Headscale v0.28 CLI quirks
Headscale’s CLI has changed significantly across versions. v0.28 uses numeric user IDs instead of usernames for most operations:
# Create a user
headscale users create kubelab
# List users to get the numeric ID
headscale users list
# ID | Name | ...
# 2 | kubelab | ...
# Create a pre-auth key (uses numeric ID)
headscale preauthkeys create --user 2 --reusable --expiration 24h
# Approve routes advertised by a node
headscale nodes approve-routes --identifier 5 --route 172.16.1.0/24The --user flag takes a number, not a name. The route approval is under nodes, not routes. If you’re following a tutorial written for v0.22, half the commands won’t work. I keep a cheat sheet because I still get the syntax wrong every other time.
The Jetson Nano incident
My worst Headscale debugging session involved the Jetson Nano. After a routine reboot, the Jetson dropped off the mesh and wouldn’t reconnect. tailscale status showed “logged out.” Running tailscale up --login-server=https://vpn.kubelab.live hung indefinitely.
The root cause was systemd-resolved and MagicDNS creating a circular dependency. During boot, tailscaled started and configured systemd-resolved to use Headscale’s MagicDNS. But MagicDNS needed to resolve vpn.kubelab.live to reach the Headscale server, and systemd-resolved was pointing at… MagicDNS. Deadlock.

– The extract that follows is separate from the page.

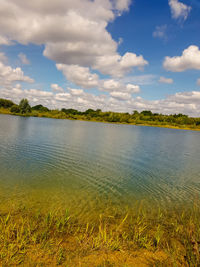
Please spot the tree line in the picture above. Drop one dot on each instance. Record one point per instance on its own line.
(145, 117)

The fix was two-fold. First, add a FallbackDNS entry in /etc/systemd/resolved.conf:
[Resolve]
FallbackDNS=1.1.1.1 8.8.8.8This gives systemd-resolved a way out if the primary DNS (MagicDNS) is unreachable. Second, add a static /etc/hosts entry for the Headscale server so it never depends on DNS resolution at all:
162.55.57.175 vpn.kubelab.liveBelt and suspenders. The Jetson hasn’t dropped off the mesh since.
Where this is going
Right now I have one Headscale user (kubelab) with all nine nodes. The plan is three users: kubelab for infrastructure, work for work machines, and contractors for temporary access. ACL policies will live in Git, reviewed like any other infrastructure change. Contractor access gets pre-auth keys with short expiration — join the mesh, do the work, key expires.
The coordination server is a single point of failure, and I’m aware of it. If the VPS goes down, existing WireGuard tunnels keep working (they’re peer-to-peer), but no new nodes can join and peer lists can’t update. For a homelab, that’s acceptable. For production, you’d want Headscale in HA mode, which is still experimental.
Self-hosting your VPN control plane is one of those decisions that costs more upfront and pays back over time. The first week was painful — TCP passthrough, CLI changes, bootstrap dependencies. But now I have a VPN mesh I fully understand, fully control, and can extend without asking anyone’s permission. That’s worth the 5 EUR a month and the debugging sessions.
WireGuard does the encryption. Tailscale clients handle the NAT traversal. Headscale holds it all together. And when something breaks, I know exactly where to look.